L’Arménie craint que cette inter­ven­tion mili­taire rap­pelle un peu trop celles des forces du Pacte de Var­so­vie répri­mant le Prin­temps de Prague en 1968, ou encore la répres­sion de la révo­lu­tion hon­groise de 1956 à Buda­pest. Les autres membres de l’OTSC craignent un pos­sible enli­se­ment car cer­taines uni­tés de l’armée kaza­khe ont rejoint les rebelles et pour­raient les aider à consti­tuer une résis­tance armée.

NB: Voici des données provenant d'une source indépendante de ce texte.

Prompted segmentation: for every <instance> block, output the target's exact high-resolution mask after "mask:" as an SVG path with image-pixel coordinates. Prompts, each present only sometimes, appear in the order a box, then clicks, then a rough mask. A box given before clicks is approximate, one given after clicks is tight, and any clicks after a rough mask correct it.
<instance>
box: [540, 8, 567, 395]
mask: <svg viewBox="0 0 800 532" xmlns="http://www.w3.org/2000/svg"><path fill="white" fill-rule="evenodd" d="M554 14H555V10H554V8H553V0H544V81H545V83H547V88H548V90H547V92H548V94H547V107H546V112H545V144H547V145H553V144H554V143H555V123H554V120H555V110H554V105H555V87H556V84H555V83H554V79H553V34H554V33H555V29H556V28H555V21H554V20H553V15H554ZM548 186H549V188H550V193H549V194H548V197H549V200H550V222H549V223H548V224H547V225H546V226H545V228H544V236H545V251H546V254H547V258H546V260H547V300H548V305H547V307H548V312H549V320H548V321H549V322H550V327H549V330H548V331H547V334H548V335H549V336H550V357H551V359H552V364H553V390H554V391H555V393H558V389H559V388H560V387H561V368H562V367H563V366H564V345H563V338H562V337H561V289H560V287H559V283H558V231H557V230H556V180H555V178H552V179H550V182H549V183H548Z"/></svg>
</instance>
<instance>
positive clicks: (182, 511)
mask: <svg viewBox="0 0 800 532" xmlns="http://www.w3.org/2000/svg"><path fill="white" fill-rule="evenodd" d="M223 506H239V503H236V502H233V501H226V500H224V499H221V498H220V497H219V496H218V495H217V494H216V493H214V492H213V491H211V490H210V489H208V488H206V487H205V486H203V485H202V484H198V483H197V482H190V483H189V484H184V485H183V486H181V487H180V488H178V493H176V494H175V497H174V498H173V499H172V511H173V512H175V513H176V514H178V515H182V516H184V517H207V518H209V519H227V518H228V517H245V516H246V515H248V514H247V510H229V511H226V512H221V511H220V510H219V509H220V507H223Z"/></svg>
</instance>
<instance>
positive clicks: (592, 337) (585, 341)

Le pou­voir kazakh fragilisé 

Le “Père” de la nation Nour­soul­tan Nazar­baiev est soup­çon­né de s’être enfui en Rus­sie. Cet homme qui fut pré­sident du pays de 1991 à 2019 avait lais­sé les rênes du pou­voir à un proche, Jomart Tokaiev, tout en gar­dant le contrôle du pays en occu­pant un poste de chef du conseil de la sécu­ri­té. Le 5 jan­vier, face au désordre du pays, il trans­fère cette fonc­tion au pré­sident Tokaeiv. Sa pos­sible fuite créée un véri­table mou­ve­ment de panique chez les élites kaza­khes, qui à leur tour se ruent sur leurs avions pri­vés pour quit­ter le pays. Elles craignent que cette inter­ven­tion n’ins­talle défi­ni­ti­ve­ment les Russes au Kaza­khs­tan et qu’ils l’administrent comme une région de leur Fédération.

Rajou­tons à ce tableau peu relui­sant pour le régime kazakh que le retour­ne­ment de cer­taines uni­tés de l’armée et de la police a été vécu comme un drame. Ces deux corps de fonc­tion­naires ont tou­jours été fidèles au pou­voir depuis les années 90, n’hésitant pas à répri­mer les oppo­sants dans le sang. Le fait qu’elles aban­donnent leurs chefs ou les cap­turent pour les remettre à la foule montre bien que leur fidé­li­té n’est plus une évidence.

Quelles sor­ties de crise possibles ?

Trois sor­ties sont envi­sa­geables dans les jours à venir. Pre­mière pos­si­bi­li­té, l’OTSC écrase la rébel­lion et le régime kazakh est réta­bli. Mos­cou sor­ti­rait ren­for­cé de cette crise et pour­rait à nou­veau don­ner prio­ri­té à l’Ukraine. Ce scé­na­rio est envi­sa­gé par des stra­tèges ukrai­niens qui le confiait à TV Svo­bo­da. Deuxième pos­si­bi­li­té, la pire pour le Krem­lin et ses alliés : les rebelles se consti­tuent en armée de libé­ra­tion et le pays plonge dans la guerre. Les troupes de l’OTSC ris­que­raient ne pas tenir face à une guerre longue. Les alliés de Mos­cou pour­raient alors choi­sir de quit­ter l’opération. Les menaces russes envers l’Ukraine seraient moins effi­caces, et les troupes russes ris­que­raient de subir de lourdes pertes face à la résis­tance kaza­khe. Cette vision pes­si­miste est por­tée par l’armée arménienne.

Der­nière pos­si­bi­li­té, les rebelles font fuir les der­niers oli­garques. Les Russes choi­si­raient alors la négo­cia­tion ; le nou­veau gou­ver­ne­ment kazakh devrait accep­ter une pré­sence russe mais pour­rait la com­plé­ter par une pré­sence amé­ri­caine ou chi­noise. Cette option existe car l’Ouzbékistan, pays voi­sin du Kaza­khs­tan, a réus­si à négo­cier un accord simi­laire avec les deux grands durant les années 2000 : Tachkent a depuis une base russe et une base amé­ri­caine sur son sol . Le modèle auto­ri­taire à la russe sor­ti­rait lar­ge­ment affai­bli de cette crise et ce sou­lè­ve­ment réus­si pour­rait encou­ra­ger les autres peuples d’Asie cen­trale à ren­ver­ser leurs gou­ver­ne­ments pro-russes. Sur le long terme, la Rus­sie pour­rait se voir obli­gée de chan­ger de poli­tique exté­rieure dans cette région.